Hany Abu-Assad, diretor de "Paradise Now", filme palestino que concorre ao Oscar, fala à Folha sobre as dificuldades da produção

"Filmamos com a sensação real do medo"

LUCIANA COELHO
DA REPORTAGEM LOCAL

O diretor palestino Hany Abu-Assad estava no céu e no inferno anteontem. Exultante porque seu "Paradise Now", em cartaz no Brasil, acabara de ser indicado ao Oscar de filme estrangeiro. E atordoado por conta do enxame de jornalistas atrás de um nome ao mesmo tempo novo e responsável por um filme tão contundente, sobre as 48 horas derradeiras de dois homens-bomba palestinos prestes a atacar em Israel.
Emoções contraditórias e intensas são uma constante em tudo que envolve "Paradise Now", um recorte delicado e de equilíbrio raro de um conflito complexo e quase sempre fadado ao tratamento panfletário. Nas filmagens, em Nablus (Cisjordânia), a interrupção do trabalho por tiroteios era corriqueira, e, certa vez, como contou o cineasta ao jornal britânico "Guardian", uma explosão matou três homens onde eles haviam filmado na véspera.
As tensões afloradas não amenizaram nem para inscrever o filme no Oscar: houve debate entre os executivos responsáveis pela premiação para decidir se a procedência seria Palestina -um Estado que não existe politicamente, mas que Abu-Assad queria nos créditos- ou Autoridade Nacional Palestina, como o governo dos territórios ocupados é oficialmente reconhecido. Venceu a segunda, já que o negócio da Academia de Artes e Ciências Cinematográficas de Hollywood, explicaram-se eles, "não é definir países".
Abu-Assad afirma que a indicação foi inesperada, mesmo tendo posto dias antes na estante um Globo de Ouro, ao lado de três prêmios do Festival de Berlim. E promete voltar aos temas políticos ao terminar seu projeto atual, um filme sobre "como nós, do Terceiro Mundo, encaramos o sonho americano". Leia os principais trechos da entrevista que ele concedeu à Folha por telefone de Los Angeles, onde está filmando, pouco após a indicação e em meio a constantes interrupções.
 

Folha - O tema do seu filme é bastante delicado, especialmente para os americanos...
Hany Abu-Assad -
Sim, mas os americanos não são todos iguais. Há quem goste de poder observar as coisas por outra perspectiva.

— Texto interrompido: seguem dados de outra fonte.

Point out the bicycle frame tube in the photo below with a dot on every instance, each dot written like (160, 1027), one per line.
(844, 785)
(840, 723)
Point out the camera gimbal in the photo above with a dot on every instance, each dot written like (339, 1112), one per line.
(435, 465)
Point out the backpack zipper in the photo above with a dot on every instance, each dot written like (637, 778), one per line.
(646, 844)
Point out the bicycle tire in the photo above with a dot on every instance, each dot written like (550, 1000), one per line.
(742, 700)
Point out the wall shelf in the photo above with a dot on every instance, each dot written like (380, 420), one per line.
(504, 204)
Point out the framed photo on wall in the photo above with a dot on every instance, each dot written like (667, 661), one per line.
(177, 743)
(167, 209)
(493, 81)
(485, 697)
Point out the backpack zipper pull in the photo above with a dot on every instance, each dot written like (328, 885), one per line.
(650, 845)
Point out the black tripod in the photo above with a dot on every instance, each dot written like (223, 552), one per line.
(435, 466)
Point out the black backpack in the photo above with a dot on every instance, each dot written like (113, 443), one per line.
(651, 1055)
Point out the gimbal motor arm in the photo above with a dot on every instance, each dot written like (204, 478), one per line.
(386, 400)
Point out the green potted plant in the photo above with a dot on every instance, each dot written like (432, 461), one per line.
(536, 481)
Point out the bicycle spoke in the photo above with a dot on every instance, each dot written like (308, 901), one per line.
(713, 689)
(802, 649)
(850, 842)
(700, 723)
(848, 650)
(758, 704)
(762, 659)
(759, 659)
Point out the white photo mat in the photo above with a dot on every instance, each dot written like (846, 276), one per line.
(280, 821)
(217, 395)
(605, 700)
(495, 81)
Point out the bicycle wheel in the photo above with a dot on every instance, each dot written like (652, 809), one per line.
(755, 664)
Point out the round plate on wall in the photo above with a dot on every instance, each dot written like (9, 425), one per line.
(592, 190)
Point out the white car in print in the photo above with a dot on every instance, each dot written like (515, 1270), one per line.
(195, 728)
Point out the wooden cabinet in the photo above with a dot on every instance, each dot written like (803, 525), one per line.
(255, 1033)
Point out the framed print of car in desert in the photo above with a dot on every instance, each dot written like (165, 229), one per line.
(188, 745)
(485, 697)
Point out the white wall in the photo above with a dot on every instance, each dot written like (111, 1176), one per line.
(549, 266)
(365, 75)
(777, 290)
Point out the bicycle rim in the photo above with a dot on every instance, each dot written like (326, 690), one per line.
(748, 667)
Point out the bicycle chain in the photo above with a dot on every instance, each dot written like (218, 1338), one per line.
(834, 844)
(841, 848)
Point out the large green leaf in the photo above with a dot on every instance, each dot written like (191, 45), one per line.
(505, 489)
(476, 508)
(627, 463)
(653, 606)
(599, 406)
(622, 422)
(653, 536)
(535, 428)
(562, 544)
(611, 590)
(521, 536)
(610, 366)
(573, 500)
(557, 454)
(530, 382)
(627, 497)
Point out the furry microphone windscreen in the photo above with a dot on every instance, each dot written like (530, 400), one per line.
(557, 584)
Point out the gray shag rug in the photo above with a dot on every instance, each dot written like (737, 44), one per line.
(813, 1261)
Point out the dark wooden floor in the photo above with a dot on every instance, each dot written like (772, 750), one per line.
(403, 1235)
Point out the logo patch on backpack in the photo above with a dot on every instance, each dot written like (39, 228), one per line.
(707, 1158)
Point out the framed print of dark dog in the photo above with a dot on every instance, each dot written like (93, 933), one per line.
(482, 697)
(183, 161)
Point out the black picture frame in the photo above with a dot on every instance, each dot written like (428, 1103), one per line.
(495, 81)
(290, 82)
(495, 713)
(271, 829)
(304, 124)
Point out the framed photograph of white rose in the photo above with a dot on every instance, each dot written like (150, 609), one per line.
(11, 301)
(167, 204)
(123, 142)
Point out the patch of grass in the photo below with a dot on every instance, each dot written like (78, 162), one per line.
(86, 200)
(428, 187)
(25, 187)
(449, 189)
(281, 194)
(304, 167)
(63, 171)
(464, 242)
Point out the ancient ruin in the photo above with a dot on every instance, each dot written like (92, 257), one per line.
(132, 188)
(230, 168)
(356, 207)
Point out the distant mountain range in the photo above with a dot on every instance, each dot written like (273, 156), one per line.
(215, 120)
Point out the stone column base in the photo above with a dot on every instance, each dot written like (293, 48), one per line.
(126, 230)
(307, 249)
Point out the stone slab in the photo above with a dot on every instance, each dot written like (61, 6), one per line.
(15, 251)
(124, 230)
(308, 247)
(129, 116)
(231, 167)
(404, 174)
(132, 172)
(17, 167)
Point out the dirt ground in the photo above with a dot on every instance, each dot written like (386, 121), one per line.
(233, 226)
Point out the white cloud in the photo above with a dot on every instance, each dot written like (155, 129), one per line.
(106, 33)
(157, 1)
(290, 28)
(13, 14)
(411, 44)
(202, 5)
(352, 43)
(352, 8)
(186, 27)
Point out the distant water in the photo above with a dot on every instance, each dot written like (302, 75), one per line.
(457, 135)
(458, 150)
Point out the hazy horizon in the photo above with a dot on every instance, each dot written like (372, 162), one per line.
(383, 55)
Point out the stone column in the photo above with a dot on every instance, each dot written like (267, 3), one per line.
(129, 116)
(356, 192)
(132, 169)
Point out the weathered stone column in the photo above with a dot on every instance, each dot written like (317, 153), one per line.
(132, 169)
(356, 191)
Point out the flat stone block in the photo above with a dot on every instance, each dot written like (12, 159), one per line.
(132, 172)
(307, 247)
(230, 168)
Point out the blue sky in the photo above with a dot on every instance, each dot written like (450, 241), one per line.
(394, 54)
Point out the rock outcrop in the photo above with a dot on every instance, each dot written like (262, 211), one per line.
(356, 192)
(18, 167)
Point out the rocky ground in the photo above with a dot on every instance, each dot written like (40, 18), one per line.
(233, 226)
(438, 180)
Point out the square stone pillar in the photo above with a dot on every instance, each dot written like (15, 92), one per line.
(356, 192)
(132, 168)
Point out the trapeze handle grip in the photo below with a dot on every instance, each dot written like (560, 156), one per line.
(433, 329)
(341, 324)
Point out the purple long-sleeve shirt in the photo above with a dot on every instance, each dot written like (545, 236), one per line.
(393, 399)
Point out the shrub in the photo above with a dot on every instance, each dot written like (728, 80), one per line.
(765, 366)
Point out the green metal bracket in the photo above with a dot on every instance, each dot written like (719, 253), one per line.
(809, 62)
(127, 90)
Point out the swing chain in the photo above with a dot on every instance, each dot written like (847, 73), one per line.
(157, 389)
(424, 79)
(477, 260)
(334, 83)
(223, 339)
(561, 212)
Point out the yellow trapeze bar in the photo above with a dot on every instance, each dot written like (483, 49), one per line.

Folha - Como você chegou a um filme sobre homens-bomba?
Abu-Assad -
Estávamos pensando em uma série de possibilidades de thrillers, meu produtor e eu, quando surgiu a idéia de retratar as últimas 48 horas de alguém que iria se matar como mártir e mostrar isso de pontos de vista diferentes. Isso foi em 1999.

Folha - Deve ter sido difícil filmar em Nablus...
Abu-Assad -
Planejávamos filmar em dois meses e levamos mais de quatro, pois tivemos uma série de contratempos para filmar sob a ocupação. Claro que isso não foi para facilitar nossa vida, mas para deixar o filme mais perto da realidade. Assim a equipe e o elenco teriam a sensação real de quem vive sob o medo a vida toda.

Folha - Foi difícil levantar dinheiro para o filme?
Abu-Assad -
Eu não me envolvi muito com essa parte. Meu produtor, Bero Bayer, arrumou um co-produtor alemão, outro francês e também um israelense. Não recebemos dinheiro de Israel, mas tivemos ajuda logística. Ele [Bayer] disse que não foi fácil, mas que também não foi especialmente difícil. As pessoas ficavam intrigadas com a idéia, mas não se sentiam totalmente seguras.

Folha - Como o público em geral tem reagido ao filme?
Abu-Assad -
Não dá para generalizar. Muda de lugar para lugar, sempre tem gente que não gosta e gente que gosta. O que eu acho bom, porque é sinal de que [o filme] permite interpretações diversas. Mas acho que, na maior parte dos casos, as pessoas aceitaram o filme, gostaram de poder assistir um filme que lhes permite ver as coisas de outro ângulo. Acho que elas apreciariam qualquer filme que as levasse a pensar sob uma perspectiva pela qual elas nunca tinham pensado.

Folha - "Paradise Now" mostra o lado humano de homens-bomba, sem contudo defender suas ações. Você foi criticado por isso?
Abu-Assad -
Isso já foi feito antes em cinema. Você acaba simpatizando com gente cujos atos você desaprova, como em "O Poderosos Chefão" e "Família Soprano"... não que eu esteja comparando homens-bomba com os Sopranos! Mas as pessoas, mesmo rejeitando o ato, conseguem entender a motivação.

Folha - Nenhuma crítica?
Abu-Assad -
Claro que tem gente que vai criticar. Mas não é novo, né? Eu não fiz algo novo.

Folha - Como você e os atores construíram os personagens?
Abu-Assad -
Eles ficaram trabalhando um tempo em uma oficina, em um campo de refugiados, para ver como era viver naquele lugar. Isso os ajudou. Mas foi importante que estivéssemos no lugar real em que transcorria a ação.

Folha - Você chegou a exibir o filme para uma platéia palestina?
Abu-Assad -
Sim, e a maioria das pessoas gostou. Ok, eles não são uma entidade única. A maioria gostou do filme como filme mesmo, pelo suspense.

Folha - Você nasceu nos territórios ocupados e depois mudou para a Holanda. Onde você cresceu?
Abu-Assad -
Nasci em Nazaré, vivi até os 19 anos ali. Fui para a Holanda estudar engenharia aeronáutica, mas me tornei cineasta lá.

Folha - Como foi essa transição?
Abu-Assad -
Eu me apaixonei por uma moça, mas ela não se apaixonou pro mim. Aí achei que se eu virasse um cineasta ela ia se arrepender de não ter ficado comigo.